Earlier today Kagro X writes:
So Harold Ickes is right. This was a violation of the bedrock principle that a vote has to be counted as what it was, not what we wish, guess, or hope it was.
Kagro analogized to the distinction between courts of equity and courts at law:
What the RBC did today, it did sitting as a court of equity. But the RBC does not, ordinarily, have jurisdiction to sit as a court of equity. It sits, to complete the analogy, as a court of law.
Why that analogy and the argument fail, below.
The analogy fails because even in a court of law equitable principles apply. Clinton agreed prior to the MI election that the MI vote would not count and Obama changed his position (removing his name from the ballot) in reliance on that agreement. Even in a court of law, Clinton was "estopped" from claiming any delegates from MI. She would receive absolutely no delegates.
But, of course, we are not talking about courts of law or equity.
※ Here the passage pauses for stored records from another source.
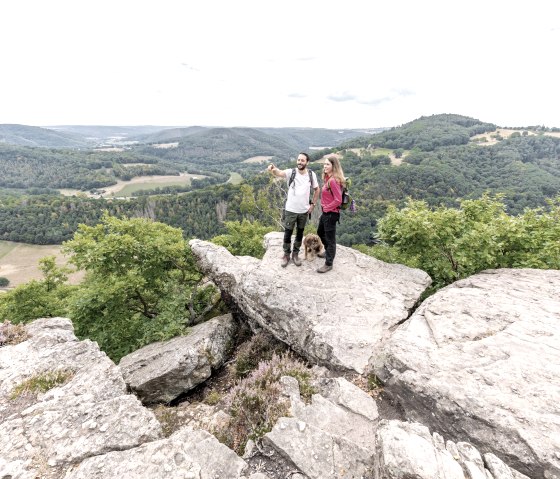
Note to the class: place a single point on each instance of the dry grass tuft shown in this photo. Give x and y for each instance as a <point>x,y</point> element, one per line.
<point>11,334</point>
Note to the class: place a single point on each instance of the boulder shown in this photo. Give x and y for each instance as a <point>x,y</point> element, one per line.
<point>89,414</point>
<point>186,454</point>
<point>337,319</point>
<point>162,371</point>
<point>332,437</point>
<point>409,450</point>
<point>479,361</point>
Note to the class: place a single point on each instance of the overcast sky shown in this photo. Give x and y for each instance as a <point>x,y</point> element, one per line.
<point>304,63</point>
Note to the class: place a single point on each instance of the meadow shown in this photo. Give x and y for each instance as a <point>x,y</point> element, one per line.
<point>19,262</point>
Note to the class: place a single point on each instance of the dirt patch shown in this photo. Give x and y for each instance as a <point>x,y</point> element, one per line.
<point>21,262</point>
<point>166,146</point>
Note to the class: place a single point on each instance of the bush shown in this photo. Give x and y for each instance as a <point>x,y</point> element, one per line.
<point>12,333</point>
<point>41,383</point>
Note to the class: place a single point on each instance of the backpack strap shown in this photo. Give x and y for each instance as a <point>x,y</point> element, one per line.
<point>292,177</point>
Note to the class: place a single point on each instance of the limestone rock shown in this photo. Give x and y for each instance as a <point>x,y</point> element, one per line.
<point>480,360</point>
<point>88,415</point>
<point>162,371</point>
<point>186,454</point>
<point>327,438</point>
<point>409,450</point>
<point>336,319</point>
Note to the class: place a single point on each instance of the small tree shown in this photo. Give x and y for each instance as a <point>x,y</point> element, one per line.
<point>39,298</point>
<point>141,284</point>
<point>450,244</point>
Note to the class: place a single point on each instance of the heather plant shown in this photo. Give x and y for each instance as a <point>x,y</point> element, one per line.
<point>256,402</point>
<point>12,333</point>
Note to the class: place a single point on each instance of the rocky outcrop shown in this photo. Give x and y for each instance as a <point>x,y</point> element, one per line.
<point>186,454</point>
<point>409,450</point>
<point>338,319</point>
<point>162,371</point>
<point>90,414</point>
<point>334,436</point>
<point>88,427</point>
<point>480,361</point>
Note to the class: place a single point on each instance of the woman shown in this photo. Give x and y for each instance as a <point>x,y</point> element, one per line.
<point>331,198</point>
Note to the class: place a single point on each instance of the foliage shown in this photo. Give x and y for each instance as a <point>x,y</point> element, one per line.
<point>440,164</point>
<point>11,334</point>
<point>41,383</point>
<point>450,244</point>
<point>244,238</point>
<point>141,284</point>
<point>44,298</point>
<point>256,402</point>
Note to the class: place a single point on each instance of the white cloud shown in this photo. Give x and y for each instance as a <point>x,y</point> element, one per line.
<point>290,63</point>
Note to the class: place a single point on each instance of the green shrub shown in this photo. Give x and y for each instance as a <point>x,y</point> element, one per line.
<point>41,383</point>
<point>256,402</point>
<point>12,333</point>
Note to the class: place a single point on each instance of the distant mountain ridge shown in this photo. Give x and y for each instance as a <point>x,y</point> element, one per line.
<point>35,136</point>
<point>84,136</point>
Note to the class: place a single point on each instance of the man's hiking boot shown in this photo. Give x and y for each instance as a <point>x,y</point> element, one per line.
<point>285,260</point>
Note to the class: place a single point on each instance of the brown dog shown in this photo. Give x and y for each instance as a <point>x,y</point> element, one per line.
<point>312,245</point>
This is a political decision. And while that decision is supposed to be decided within the rules, again, under the rules, Clinton and Obama were to receive no MI delegates. Whatever the authority of the committee, Clinton was not entitled to a single delegate.
The MI votes Clinton received were no more legitimately hers than were the uncommitted votes Obama received. Just as bedrock as the principle that "a vote has to be counted as what is was" is the principle that the election has to be within the rules. The election was illegitimate because it violated the rules as to its date and under those rules the election was not to be a basis for awarding delegates. It is also bedrock that the ballot must be accurate. A ballot is inaccurate when it does not contain all of the candidates names.
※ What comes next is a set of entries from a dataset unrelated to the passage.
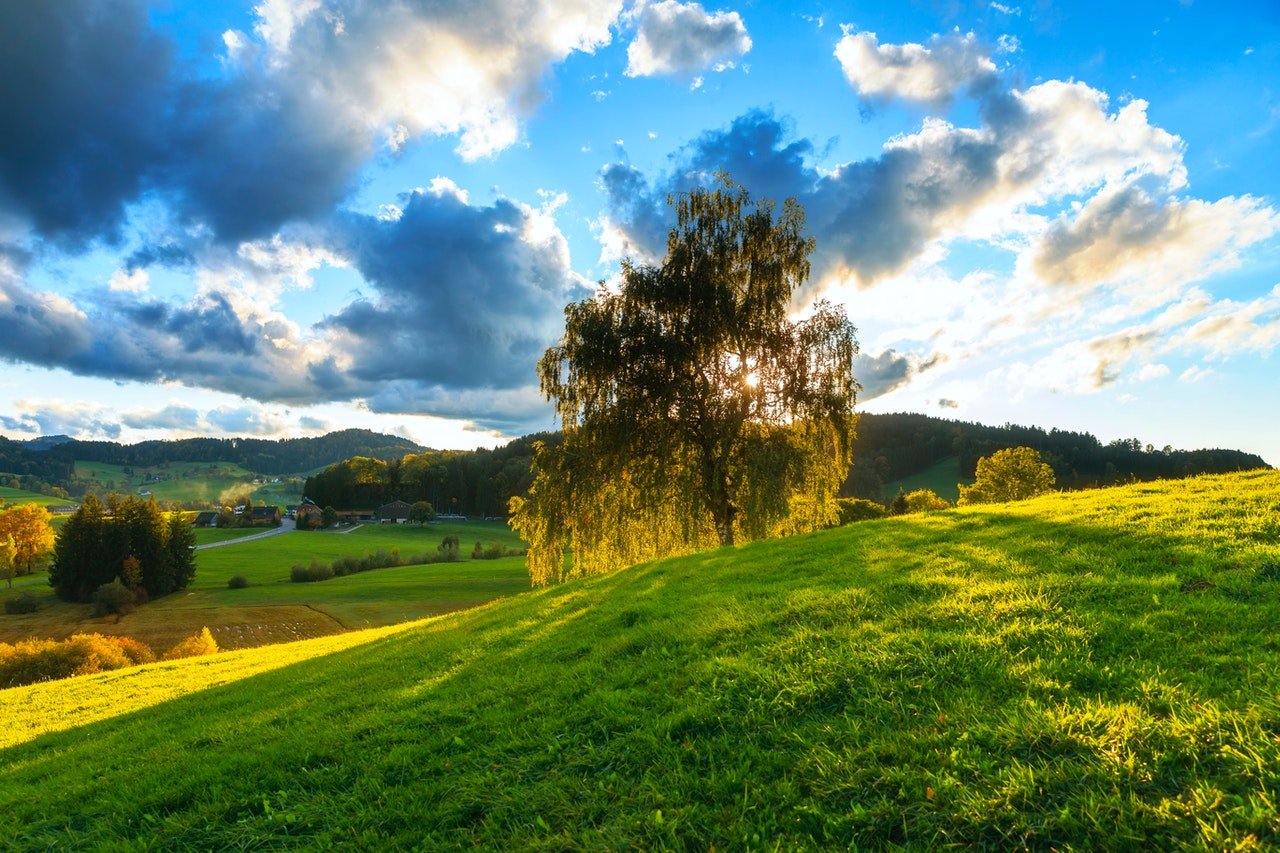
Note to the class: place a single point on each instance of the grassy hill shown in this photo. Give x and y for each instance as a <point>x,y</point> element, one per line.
<point>13,497</point>
<point>213,482</point>
<point>273,610</point>
<point>941,478</point>
<point>1093,670</point>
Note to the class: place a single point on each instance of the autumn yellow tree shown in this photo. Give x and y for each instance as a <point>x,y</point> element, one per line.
<point>27,524</point>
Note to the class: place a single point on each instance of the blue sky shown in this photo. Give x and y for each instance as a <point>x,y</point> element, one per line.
<point>314,214</point>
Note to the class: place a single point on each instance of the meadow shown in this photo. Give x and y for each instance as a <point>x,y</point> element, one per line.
<point>1095,670</point>
<point>211,482</point>
<point>273,610</point>
<point>940,478</point>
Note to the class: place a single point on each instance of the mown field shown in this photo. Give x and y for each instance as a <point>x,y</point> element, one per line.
<point>273,609</point>
<point>1095,670</point>
<point>941,479</point>
<point>13,497</point>
<point>191,482</point>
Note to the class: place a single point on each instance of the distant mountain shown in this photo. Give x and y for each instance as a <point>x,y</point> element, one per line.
<point>45,442</point>
<point>259,455</point>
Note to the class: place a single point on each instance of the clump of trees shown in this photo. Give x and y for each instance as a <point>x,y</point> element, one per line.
<point>26,539</point>
<point>126,539</point>
<point>1011,474</point>
<point>694,410</point>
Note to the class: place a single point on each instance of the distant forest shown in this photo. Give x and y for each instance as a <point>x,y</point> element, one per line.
<point>375,469</point>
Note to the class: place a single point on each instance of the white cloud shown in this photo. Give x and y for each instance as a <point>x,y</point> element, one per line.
<point>931,74</point>
<point>402,71</point>
<point>682,39</point>
<point>136,281</point>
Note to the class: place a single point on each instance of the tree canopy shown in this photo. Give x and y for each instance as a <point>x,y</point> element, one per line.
<point>1011,474</point>
<point>694,409</point>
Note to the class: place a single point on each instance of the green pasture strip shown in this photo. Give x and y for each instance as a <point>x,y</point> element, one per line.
<point>1097,670</point>
<point>13,497</point>
<point>940,478</point>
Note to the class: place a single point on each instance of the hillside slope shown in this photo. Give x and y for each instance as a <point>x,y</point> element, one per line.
<point>1089,670</point>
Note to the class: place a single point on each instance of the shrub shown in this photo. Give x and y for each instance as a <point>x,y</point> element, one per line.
<point>926,501</point>
<point>44,660</point>
<point>114,598</point>
<point>449,550</point>
<point>858,510</point>
<point>199,643</point>
<point>22,603</point>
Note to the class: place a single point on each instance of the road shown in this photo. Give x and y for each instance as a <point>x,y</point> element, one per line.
<point>286,527</point>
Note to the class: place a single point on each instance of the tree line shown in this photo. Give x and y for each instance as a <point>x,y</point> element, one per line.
<point>126,541</point>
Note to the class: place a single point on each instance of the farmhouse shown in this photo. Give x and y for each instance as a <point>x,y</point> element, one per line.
<point>264,516</point>
<point>393,512</point>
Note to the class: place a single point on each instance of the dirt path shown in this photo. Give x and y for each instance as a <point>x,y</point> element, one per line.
<point>286,527</point>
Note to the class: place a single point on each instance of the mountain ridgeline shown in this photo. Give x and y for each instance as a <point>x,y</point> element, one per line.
<point>364,469</point>
<point>887,447</point>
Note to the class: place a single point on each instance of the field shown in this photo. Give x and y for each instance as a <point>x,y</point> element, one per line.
<point>191,482</point>
<point>13,497</point>
<point>940,478</point>
<point>1095,670</point>
<point>273,609</point>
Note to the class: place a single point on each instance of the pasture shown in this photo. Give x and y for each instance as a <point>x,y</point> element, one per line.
<point>274,610</point>
<point>1092,670</point>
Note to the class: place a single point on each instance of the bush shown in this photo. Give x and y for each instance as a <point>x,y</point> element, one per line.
<point>22,603</point>
<point>44,660</point>
<point>114,598</point>
<point>200,643</point>
<point>926,501</point>
<point>859,510</point>
<point>449,550</point>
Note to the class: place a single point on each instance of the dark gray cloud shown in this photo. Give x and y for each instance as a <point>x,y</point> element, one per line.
<point>172,416</point>
<point>466,296</point>
<point>869,218</point>
<point>85,104</point>
<point>890,370</point>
It is as wrong to assume that those who cast a vote for Hillary would have voted for her if Obama's name had been on the ballot as it is to assume that those who voted "uncommitted" would have voted for Obama had his name been there. We will never know.
So while under the rules Obama may be entitled to no delegates, neither was Hillary. The fact that they both ended up with delegates is again recognition of the fact that this is a political, not legal, decision.
Someone, like Clinton, who seeks to benefit from a violation of the rules and was entitled to no relief is in no position to complain through surrogates about an award which gave her more relief than she was entitled to and more relief than her opponent.
The Committee made the correct political decision.